Pendant que la planète débat de la course mondiale à l’intelligence artificielle et aux satellites géants, une lycéenne haïtienne de 17 ans, elle, s’apprête à participer très concrètement à une mission spatiale. Izadorah Lapierre a été sélectionnée pour représenter Haïti dans le cadre de ShakthiSAT, un programme scientifique international réunissant des jeunes filles de 108 pays autour de la conception d’un satellite destiné à une mission en orbite lunaire.
Une mission portée par des adolescentes, pas par des milliardaires
ShakthiSAT est piloté par Space Kidz India, une organisation indienne dédiée à l’implication des jeunes dans les sciences, la technologie, l’ingénierie et les mathématiques (STEM). Contrairement aux grands projets spatiaux qui font la une — fusées privées, mégaconstellations de satellites, courses entre milliardaires — celui-ci confie directement à des adolescentes la conception de charges utiles scientifiques qui seront ensuite intégrées au satellite. Le lancement de la phase opérationnelle est prévu pour le 11 octobre 2026.
Pour Izadorah Lapierre, cette sélection n’est pas un coup de chance isolé mais l’aboutissement d’un parcours déjà engagé dans les sciences et la technologie : elle avait auparavant représenté Haïti au FIRST Global Challenge, une compétition internationale de robotique réunissant des délégations de jeunes du monde entier.

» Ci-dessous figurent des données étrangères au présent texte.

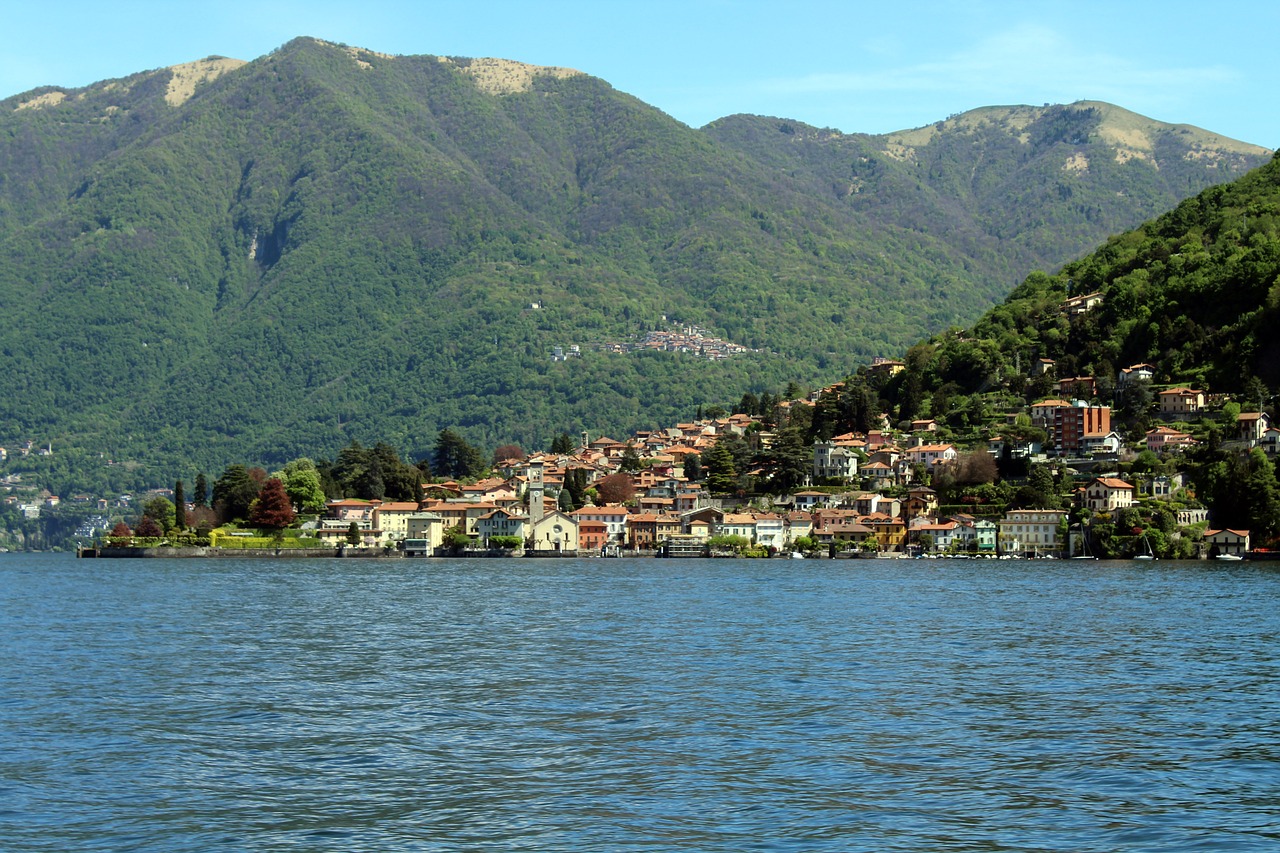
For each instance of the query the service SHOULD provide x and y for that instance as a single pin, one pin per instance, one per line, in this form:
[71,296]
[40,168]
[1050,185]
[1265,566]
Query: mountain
[1194,293]
[228,261]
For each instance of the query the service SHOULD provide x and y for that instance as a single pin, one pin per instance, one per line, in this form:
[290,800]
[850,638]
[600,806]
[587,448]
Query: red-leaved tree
[616,488]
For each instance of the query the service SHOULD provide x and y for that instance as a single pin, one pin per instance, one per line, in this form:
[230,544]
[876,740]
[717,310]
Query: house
[1189,516]
[890,530]
[1136,373]
[1253,425]
[799,524]
[1068,423]
[648,530]
[1031,533]
[835,460]
[424,533]
[615,519]
[501,523]
[880,475]
[1166,439]
[1164,486]
[1077,386]
[392,519]
[922,501]
[771,530]
[931,455]
[1178,402]
[1270,442]
[1234,542]
[1097,443]
[942,534]
[808,500]
[1079,305]
[556,532]
[592,537]
[1107,495]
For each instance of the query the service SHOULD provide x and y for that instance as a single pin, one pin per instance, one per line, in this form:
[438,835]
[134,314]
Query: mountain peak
[504,76]
[187,76]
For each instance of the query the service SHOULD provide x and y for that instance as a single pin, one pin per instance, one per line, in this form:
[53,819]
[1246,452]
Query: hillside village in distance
[883,492]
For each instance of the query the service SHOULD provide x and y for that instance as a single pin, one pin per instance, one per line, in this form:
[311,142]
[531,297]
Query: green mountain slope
[1194,293]
[231,261]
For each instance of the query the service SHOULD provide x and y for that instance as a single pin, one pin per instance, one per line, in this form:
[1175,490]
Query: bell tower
[535,492]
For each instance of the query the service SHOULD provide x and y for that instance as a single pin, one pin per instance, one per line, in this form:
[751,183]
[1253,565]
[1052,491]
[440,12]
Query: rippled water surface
[638,705]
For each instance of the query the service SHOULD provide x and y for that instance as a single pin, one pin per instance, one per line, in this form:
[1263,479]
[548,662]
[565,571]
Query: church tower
[535,493]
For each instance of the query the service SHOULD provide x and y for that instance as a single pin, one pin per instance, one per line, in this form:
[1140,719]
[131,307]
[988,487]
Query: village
[876,497]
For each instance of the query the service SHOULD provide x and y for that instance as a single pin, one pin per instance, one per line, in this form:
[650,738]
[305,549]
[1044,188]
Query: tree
[974,469]
[693,468]
[233,493]
[273,509]
[160,510]
[302,484]
[721,471]
[789,461]
[616,488]
[456,457]
[149,528]
[503,452]
[630,461]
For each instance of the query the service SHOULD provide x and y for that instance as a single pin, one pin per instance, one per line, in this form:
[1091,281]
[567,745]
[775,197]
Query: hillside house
[1031,532]
[556,532]
[1165,439]
[1180,402]
[1234,542]
[1107,495]
[1252,425]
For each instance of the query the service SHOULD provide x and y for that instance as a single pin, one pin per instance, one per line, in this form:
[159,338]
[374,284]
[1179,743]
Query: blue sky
[856,67]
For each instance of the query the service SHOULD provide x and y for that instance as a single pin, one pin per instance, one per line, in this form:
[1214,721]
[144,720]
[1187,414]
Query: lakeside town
[885,492]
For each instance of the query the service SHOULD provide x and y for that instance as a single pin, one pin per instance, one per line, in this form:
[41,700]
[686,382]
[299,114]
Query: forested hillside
[272,259]
[1194,293]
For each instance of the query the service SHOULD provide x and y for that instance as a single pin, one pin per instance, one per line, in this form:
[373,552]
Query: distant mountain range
[246,261]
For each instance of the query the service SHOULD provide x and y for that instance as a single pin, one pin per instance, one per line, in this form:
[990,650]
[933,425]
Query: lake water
[638,705]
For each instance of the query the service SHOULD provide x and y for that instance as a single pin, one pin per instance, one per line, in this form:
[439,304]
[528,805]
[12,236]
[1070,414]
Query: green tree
[302,484]
[179,506]
[721,470]
[455,457]
[630,461]
[787,461]
[149,528]
[233,493]
[161,511]
[693,468]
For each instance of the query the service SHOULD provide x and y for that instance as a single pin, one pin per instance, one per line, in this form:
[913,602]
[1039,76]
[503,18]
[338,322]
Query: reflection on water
[638,705]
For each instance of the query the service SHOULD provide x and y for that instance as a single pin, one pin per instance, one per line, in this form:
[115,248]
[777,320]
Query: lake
[638,705]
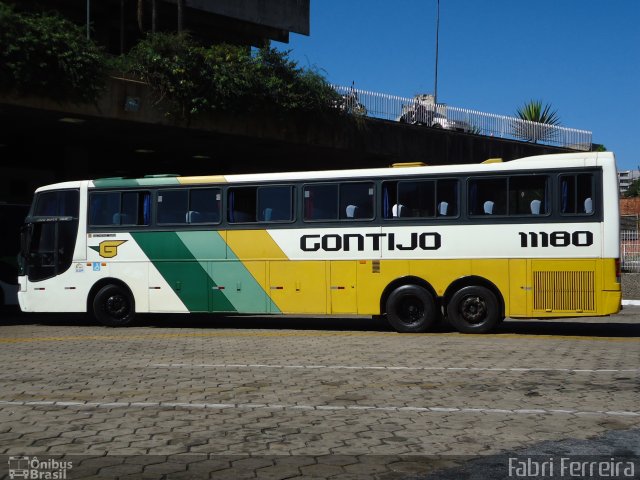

Pourquoi cette histoire compte, au-delà de l’anecdote
Il serait facile de réduire cette nouvelle à une belle histoire individuelle. Mais elle dit quelque chose de plus large sur l’état — et le potentiel — de la jeunesse scientifique haïtienne :
- La preuve que le talent ne manque pas. Malgré un système éducatif sous tension et des infrastructures scientifiques limitées, de jeunes Haïtiens continuent de se qualifier pour des compétitions et programmes internationaux exigeants, aux côtés de délégations de pays bien mieux dotés en ressources.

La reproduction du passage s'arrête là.